One of the most intimidating situations in mountain biking is riding rocks. Places like the east coast have football field long gardens of granite that appear impossible to traverse by bike. Although they might appear impossible, just a few tips and some regular practice will have you zipping through rock gardens as if they were paved.
While picking your way through rock gardens, always look ahead. By “look ahead” I mean focus on points down the trail ahead rather than the rocks below your front wheel. By focusing ahead, you will naturally keep moving forward rather than getting hung up. Looking ahead also helps you prepare for what’s coming next.

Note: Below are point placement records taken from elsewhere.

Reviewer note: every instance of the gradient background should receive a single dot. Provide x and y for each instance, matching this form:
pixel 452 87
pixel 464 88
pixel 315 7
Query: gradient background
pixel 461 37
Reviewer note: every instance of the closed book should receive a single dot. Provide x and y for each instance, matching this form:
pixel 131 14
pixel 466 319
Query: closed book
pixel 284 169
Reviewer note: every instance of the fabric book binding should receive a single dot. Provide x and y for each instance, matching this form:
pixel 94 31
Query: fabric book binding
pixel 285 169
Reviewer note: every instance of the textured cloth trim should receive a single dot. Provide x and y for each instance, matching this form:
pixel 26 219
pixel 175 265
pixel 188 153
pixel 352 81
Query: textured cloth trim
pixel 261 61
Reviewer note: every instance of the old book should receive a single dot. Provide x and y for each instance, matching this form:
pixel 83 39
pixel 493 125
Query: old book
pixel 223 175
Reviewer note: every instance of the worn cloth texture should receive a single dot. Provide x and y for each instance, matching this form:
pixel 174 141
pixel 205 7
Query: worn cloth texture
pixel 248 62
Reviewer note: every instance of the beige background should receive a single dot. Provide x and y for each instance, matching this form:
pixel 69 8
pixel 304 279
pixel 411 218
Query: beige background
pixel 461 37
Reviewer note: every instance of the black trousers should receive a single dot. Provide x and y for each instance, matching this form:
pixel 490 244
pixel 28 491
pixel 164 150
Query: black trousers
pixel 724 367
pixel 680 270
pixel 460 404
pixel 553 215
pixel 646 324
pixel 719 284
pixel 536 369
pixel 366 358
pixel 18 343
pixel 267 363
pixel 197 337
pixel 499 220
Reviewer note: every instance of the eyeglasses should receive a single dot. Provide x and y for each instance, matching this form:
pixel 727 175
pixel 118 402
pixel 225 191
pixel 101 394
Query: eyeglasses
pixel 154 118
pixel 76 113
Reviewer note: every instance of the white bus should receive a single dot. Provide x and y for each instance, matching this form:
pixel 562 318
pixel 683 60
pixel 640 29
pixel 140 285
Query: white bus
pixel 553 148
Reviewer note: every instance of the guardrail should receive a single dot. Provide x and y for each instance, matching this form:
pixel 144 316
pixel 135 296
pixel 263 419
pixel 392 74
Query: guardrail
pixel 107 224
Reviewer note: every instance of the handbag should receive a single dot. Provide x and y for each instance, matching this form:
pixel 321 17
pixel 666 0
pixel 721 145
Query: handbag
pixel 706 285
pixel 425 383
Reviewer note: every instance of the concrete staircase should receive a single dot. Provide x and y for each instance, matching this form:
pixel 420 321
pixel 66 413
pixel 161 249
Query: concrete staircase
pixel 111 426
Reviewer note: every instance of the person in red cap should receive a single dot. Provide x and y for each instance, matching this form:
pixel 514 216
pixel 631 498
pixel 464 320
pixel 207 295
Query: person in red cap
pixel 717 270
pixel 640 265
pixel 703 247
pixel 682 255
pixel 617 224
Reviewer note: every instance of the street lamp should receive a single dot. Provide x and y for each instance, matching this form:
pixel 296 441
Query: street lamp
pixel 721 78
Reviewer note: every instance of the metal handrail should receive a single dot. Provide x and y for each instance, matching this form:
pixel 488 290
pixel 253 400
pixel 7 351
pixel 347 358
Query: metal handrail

Another great benefit from looking ahead, is that it allows you to plan how to attack the rocks in sections. By breaking difficult sections into manageable pieces, you can recognize a difficult rock 20 ft down the trail and choose a line that positions you for the best approach. The best way to plan a section out is to look at the approach, the obstacle, and the exit as a single section. In the approach, find the smoothest lead up to the difficult obstacle. Also, think about how to traverse the obstacle in advance and be aware of what the exit looks like. By planning the exit, you can maintain momentum after the obstacle and quickly attack the next section.
Keep it loose
As your bike bounces off and over rocks, it’s easy to lose your balance. The best way to maintain your position is to be as loose on the bike as possible. You do this by riding with your arms and knees bent and your rear off the saddle. This can feel very unnatural at first to pedal with bent knees, but it helps absorb the shock from rocks as you pass over them.
Over not under
It’s better to go over rocks than down in between them. The reason is, you can navigate down and off a rock with ease. By contrast, navigating up and out of between rocks takes a lot more effort and force. Speed also helps you stay on top of the rocks. With a little speed, your tires will ski across the tops of rocks rather than dip down into them.
Gearing and pedal strike
Life through a rock garden would be easier if you didn’t need to pedal. Pedaling moves your weight around at the very time when you are trying to maintain your balance. To help maintain your balance while pedaling pick your gear carefully. The right gear will give you enough torque to get over rocks, while still being difficult enough to push to offer resistance and aid in balance. If the bike seems to jerk forward with very little effort, you should shift into a more difficult gear. By contrast, if you can hardly get any momentum going because the pedals are so hard to push, try dropping down a few gears. Additionally, as you pedal, pay close attention to where rocks are and where your pedals are going. Banging your pedal off a rock is a quick way to lose balance. If you need to pedal, but are in fear of hitting a rock, consider pedaling only 1/4 turn, backpedaling, then pedaling again.
Little bits at a time
You shouldn’t expect to be able to clean every rocky section on your first attempt. Even highly experienced riders still have trouble on new sections. Above all else, ride within your abilities, trying new sections a bit at a time.